Youth Slam Takes Sight Impaired Students To New Heights

Youth Slam Takes Sight Impaired Students To New Heights

Posted on Jul.29, 2009, by , under Educational, Inspirational Stories

COLLEGE PARK, Md. – Blind high schoolers from across the country this week will build an environmentally friendly model home, launch weather balloons or create robots. And some will even drive a car!

The University of Maryland is hosting nearly 200 blind or low-vision high school students to try their hand at careers never thought possible for them: engineering, architecture, robotics and science. The National Federation of the Blind is holding its biennial Youth Slam here at the suggestion of Leigh Abts, a research associate professor in the College of Education with a longtime interest in opening science, technology, engineering and math fields to people with visual impairments.

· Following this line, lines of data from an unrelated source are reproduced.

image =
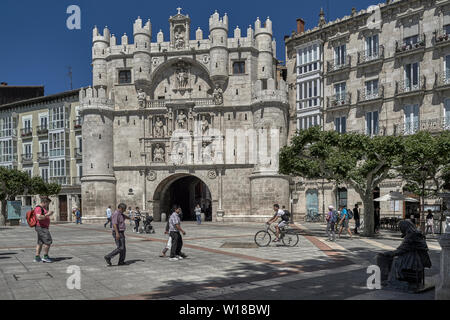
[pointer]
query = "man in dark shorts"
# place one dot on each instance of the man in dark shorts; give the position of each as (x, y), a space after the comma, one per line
(118, 220)
(42, 229)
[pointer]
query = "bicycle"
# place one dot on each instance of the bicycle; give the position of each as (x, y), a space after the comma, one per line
(287, 236)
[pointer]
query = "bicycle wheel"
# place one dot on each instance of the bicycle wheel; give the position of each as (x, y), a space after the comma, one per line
(262, 238)
(290, 239)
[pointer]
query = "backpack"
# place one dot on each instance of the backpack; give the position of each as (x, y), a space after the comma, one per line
(334, 216)
(31, 217)
(286, 216)
(349, 214)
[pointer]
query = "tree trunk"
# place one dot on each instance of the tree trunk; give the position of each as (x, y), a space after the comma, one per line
(369, 216)
(3, 215)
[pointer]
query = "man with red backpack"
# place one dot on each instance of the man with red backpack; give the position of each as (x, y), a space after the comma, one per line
(42, 219)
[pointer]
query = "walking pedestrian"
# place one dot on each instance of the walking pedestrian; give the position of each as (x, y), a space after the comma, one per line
(44, 238)
(118, 220)
(177, 241)
(344, 222)
(198, 214)
(357, 218)
(331, 218)
(430, 222)
(137, 219)
(169, 242)
(108, 217)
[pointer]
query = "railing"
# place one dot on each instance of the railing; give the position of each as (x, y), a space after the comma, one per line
(441, 37)
(58, 180)
(339, 100)
(442, 79)
(402, 87)
(8, 158)
(76, 181)
(42, 130)
(77, 123)
(404, 47)
(43, 156)
(11, 133)
(196, 101)
(367, 56)
(334, 66)
(26, 132)
(78, 152)
(27, 157)
(364, 95)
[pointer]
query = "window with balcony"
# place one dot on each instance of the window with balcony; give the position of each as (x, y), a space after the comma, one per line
(371, 89)
(411, 119)
(411, 77)
(309, 93)
(340, 55)
(372, 127)
(308, 59)
(239, 67)
(57, 144)
(340, 124)
(372, 47)
(124, 76)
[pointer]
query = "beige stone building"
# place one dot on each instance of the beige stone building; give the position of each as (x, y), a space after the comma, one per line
(181, 121)
(380, 71)
(42, 136)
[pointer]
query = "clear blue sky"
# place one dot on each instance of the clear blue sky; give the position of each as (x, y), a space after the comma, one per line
(36, 47)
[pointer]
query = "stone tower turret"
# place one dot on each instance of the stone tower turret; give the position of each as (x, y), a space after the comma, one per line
(98, 184)
(100, 45)
(263, 38)
(218, 29)
(141, 56)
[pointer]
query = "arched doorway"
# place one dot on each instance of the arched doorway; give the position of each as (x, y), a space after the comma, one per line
(185, 191)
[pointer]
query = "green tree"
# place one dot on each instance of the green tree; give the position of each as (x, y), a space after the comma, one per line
(424, 165)
(357, 160)
(14, 182)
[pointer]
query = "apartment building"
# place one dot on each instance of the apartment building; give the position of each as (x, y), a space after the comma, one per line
(384, 70)
(42, 136)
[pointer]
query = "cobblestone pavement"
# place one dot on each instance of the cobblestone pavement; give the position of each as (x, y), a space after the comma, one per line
(314, 269)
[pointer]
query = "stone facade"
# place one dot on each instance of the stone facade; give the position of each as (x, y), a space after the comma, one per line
(207, 115)
(380, 71)
(42, 136)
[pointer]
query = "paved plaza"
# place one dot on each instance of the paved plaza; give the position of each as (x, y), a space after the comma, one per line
(215, 268)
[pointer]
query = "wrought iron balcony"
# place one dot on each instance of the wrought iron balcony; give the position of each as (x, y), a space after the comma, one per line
(339, 100)
(334, 66)
(27, 158)
(370, 96)
(407, 88)
(367, 57)
(42, 130)
(43, 156)
(441, 38)
(402, 48)
(26, 133)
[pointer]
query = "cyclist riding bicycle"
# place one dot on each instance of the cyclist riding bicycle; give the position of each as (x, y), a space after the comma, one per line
(284, 220)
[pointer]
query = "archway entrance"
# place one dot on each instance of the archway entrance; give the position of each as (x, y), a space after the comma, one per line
(185, 191)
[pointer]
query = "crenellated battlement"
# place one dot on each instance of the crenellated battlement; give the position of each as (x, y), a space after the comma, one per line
(260, 29)
(215, 22)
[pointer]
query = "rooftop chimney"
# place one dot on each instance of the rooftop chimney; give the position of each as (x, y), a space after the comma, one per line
(300, 25)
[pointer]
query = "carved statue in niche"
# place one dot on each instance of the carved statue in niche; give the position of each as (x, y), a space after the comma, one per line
(179, 37)
(142, 96)
(182, 120)
(205, 125)
(158, 154)
(218, 95)
(159, 128)
(182, 75)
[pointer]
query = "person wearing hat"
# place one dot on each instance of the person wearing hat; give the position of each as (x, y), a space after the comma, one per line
(44, 238)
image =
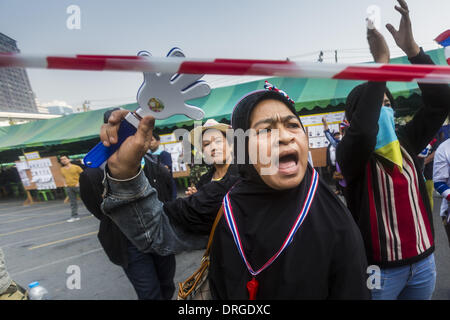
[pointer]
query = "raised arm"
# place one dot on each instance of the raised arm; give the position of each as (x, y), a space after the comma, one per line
(436, 97)
(363, 111)
(131, 202)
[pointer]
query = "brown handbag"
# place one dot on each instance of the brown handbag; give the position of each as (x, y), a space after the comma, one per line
(196, 287)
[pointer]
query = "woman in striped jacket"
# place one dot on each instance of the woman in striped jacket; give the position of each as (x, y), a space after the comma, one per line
(386, 192)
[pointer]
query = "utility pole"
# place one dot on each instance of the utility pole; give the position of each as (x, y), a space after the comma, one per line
(320, 57)
(86, 105)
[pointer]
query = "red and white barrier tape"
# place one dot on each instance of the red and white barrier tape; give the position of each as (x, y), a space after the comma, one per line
(374, 72)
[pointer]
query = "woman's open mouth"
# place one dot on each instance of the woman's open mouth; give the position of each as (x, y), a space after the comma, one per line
(288, 162)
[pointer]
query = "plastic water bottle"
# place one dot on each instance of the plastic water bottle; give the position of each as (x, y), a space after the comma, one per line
(37, 292)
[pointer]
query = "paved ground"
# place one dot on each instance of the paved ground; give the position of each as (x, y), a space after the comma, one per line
(40, 245)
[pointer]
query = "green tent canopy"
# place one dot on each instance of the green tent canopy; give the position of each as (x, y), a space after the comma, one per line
(307, 93)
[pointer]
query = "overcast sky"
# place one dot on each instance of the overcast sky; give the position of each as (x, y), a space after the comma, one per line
(253, 29)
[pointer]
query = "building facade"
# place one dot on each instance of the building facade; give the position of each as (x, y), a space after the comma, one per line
(16, 94)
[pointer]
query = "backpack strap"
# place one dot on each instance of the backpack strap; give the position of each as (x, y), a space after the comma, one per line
(213, 229)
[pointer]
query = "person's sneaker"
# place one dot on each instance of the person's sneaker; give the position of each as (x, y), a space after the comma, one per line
(14, 292)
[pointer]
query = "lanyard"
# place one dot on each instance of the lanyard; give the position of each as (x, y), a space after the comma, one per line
(300, 218)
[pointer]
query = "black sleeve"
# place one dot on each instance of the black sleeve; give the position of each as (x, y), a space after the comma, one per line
(362, 133)
(428, 120)
(91, 190)
(197, 212)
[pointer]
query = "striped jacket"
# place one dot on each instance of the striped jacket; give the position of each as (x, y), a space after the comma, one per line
(391, 207)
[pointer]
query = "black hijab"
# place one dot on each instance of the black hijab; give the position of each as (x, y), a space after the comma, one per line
(264, 217)
(256, 206)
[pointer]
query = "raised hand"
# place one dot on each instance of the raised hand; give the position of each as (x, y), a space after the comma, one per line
(404, 37)
(163, 95)
(378, 46)
(125, 162)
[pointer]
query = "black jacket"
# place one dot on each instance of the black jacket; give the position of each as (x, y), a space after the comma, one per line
(111, 238)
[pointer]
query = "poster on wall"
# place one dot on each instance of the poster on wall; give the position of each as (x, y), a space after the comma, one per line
(314, 127)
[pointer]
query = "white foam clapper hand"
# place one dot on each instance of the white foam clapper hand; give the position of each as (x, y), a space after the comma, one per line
(163, 95)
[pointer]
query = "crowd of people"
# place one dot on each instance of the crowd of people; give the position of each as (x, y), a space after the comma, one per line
(284, 235)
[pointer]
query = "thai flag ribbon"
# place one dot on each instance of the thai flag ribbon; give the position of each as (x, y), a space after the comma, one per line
(231, 221)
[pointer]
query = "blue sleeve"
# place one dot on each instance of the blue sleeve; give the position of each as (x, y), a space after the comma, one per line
(134, 207)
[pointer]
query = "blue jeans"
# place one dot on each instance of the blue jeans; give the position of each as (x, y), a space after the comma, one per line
(412, 282)
(151, 275)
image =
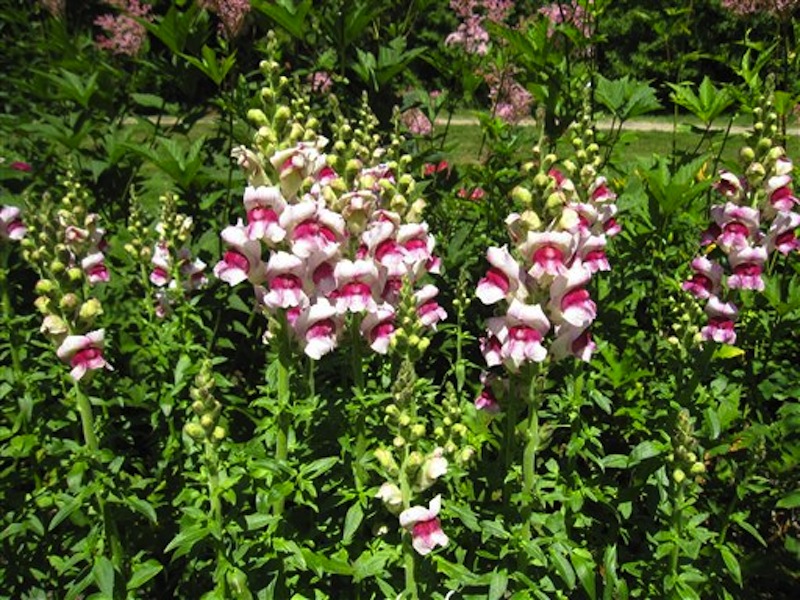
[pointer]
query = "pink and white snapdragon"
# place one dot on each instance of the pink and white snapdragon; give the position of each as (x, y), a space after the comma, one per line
(424, 526)
(540, 285)
(84, 353)
(331, 242)
(11, 225)
(757, 219)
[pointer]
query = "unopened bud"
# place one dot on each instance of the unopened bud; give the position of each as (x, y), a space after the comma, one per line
(195, 431)
(69, 302)
(44, 286)
(522, 195)
(678, 476)
(74, 274)
(90, 309)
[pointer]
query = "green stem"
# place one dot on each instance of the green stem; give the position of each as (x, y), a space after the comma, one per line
(284, 397)
(359, 473)
(7, 314)
(409, 557)
(87, 419)
(84, 407)
(677, 527)
(212, 468)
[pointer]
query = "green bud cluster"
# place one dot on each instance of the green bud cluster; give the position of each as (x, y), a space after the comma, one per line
(684, 449)
(207, 409)
(61, 233)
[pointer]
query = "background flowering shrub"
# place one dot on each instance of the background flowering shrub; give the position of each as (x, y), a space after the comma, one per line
(466, 387)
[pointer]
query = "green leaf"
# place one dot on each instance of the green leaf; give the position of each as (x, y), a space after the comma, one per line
(732, 564)
(182, 543)
(726, 351)
(642, 452)
(498, 585)
(790, 501)
(143, 507)
(103, 572)
(584, 565)
(562, 565)
(143, 573)
(352, 520)
(72, 504)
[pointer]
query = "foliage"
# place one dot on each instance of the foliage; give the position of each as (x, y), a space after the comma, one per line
(326, 432)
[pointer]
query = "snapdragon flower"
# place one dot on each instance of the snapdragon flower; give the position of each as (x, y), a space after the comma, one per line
(757, 218)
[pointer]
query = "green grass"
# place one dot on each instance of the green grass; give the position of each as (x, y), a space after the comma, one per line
(463, 144)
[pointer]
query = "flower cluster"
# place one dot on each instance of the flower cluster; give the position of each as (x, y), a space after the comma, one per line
(541, 283)
(231, 14)
(511, 101)
(11, 225)
(328, 236)
(471, 34)
(409, 471)
(573, 13)
(174, 271)
(66, 247)
(756, 219)
(123, 34)
(781, 8)
(207, 409)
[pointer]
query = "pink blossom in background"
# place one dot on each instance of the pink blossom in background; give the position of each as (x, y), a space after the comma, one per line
(321, 82)
(510, 100)
(123, 34)
(572, 13)
(781, 8)
(11, 225)
(231, 14)
(417, 122)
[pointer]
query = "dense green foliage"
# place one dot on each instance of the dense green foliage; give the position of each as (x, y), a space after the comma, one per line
(211, 443)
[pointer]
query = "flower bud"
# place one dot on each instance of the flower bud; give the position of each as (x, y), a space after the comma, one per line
(257, 117)
(698, 468)
(74, 274)
(522, 195)
(54, 326)
(42, 304)
(69, 302)
(678, 476)
(195, 431)
(45, 286)
(90, 309)
(391, 496)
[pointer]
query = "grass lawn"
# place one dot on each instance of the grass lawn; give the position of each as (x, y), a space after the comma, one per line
(463, 143)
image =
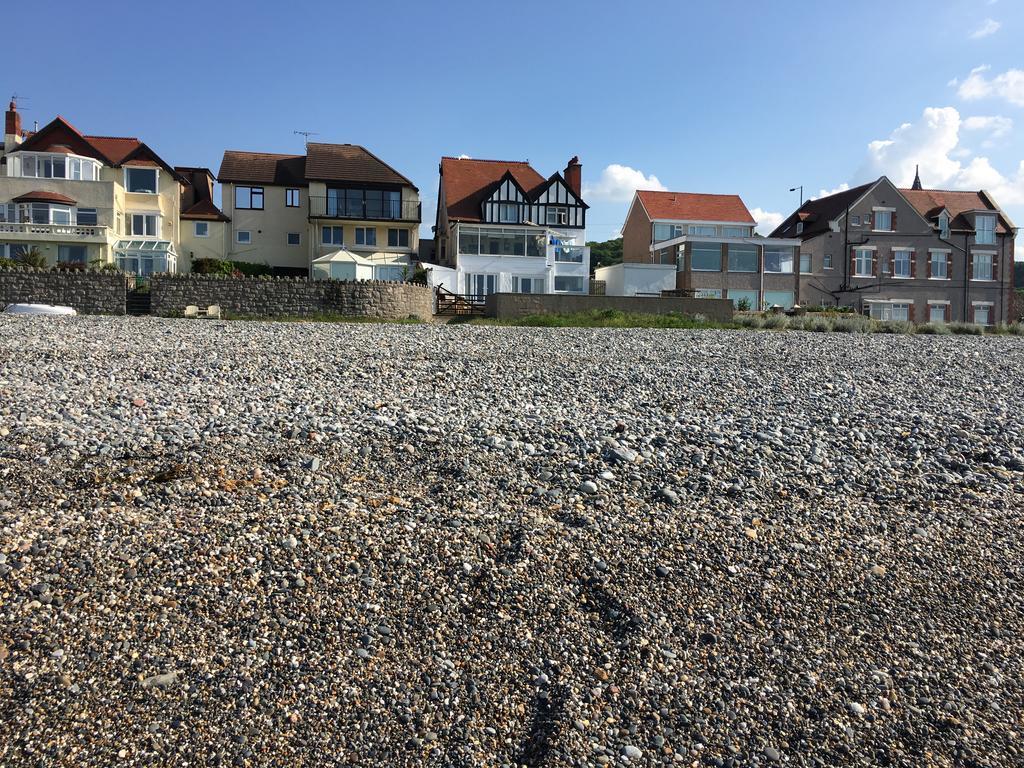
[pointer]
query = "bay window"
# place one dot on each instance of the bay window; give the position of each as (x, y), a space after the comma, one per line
(902, 263)
(982, 266)
(706, 257)
(142, 224)
(778, 259)
(141, 180)
(742, 258)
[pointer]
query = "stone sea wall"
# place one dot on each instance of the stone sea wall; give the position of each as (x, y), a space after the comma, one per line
(266, 297)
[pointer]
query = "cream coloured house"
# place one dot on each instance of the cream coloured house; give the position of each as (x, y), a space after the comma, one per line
(338, 211)
(87, 200)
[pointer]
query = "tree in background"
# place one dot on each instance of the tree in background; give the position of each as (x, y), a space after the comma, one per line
(605, 254)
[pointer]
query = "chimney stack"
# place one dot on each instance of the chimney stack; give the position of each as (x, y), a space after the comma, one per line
(573, 175)
(12, 122)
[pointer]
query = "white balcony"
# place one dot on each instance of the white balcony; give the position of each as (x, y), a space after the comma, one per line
(31, 232)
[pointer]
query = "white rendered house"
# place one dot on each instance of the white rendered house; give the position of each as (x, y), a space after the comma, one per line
(502, 227)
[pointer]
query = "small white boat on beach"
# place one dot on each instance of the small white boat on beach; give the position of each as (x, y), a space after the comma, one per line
(38, 309)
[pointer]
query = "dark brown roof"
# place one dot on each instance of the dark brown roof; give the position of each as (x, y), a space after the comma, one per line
(262, 168)
(817, 213)
(694, 207)
(59, 135)
(930, 203)
(41, 196)
(468, 182)
(197, 196)
(349, 163)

“We’ve done some research and found that a lot of blind high school students go into college with a notion of what they are going to major in, but it’s not usually their choice,” said Karen Zakhnini, education project manager with the federation’s Jernigan Institute. A lot of times and their teachers or their guidance counselors or their parents have told them, “This would be good for you because you can actually do this.”

She said this program helps young people understand what they can do and decide if it’s what they want to do. As part of the weeklong event, college students and working professionals serve as living examples.

Nathan Redman, a rising high school senior from Nebraska, didn’t know what to expect. In the universal language of teenagers, though, he sums up what many of them feel on the first day: “It’s going to be awesome.”

On Monday, he and his peers flicked their canes open to navigate an unfamiliar, large campus to attend different sessions based on their interests. Nathan worked on designs for a green model home using wood blocks, flexible wax tubes and paper with raised grids….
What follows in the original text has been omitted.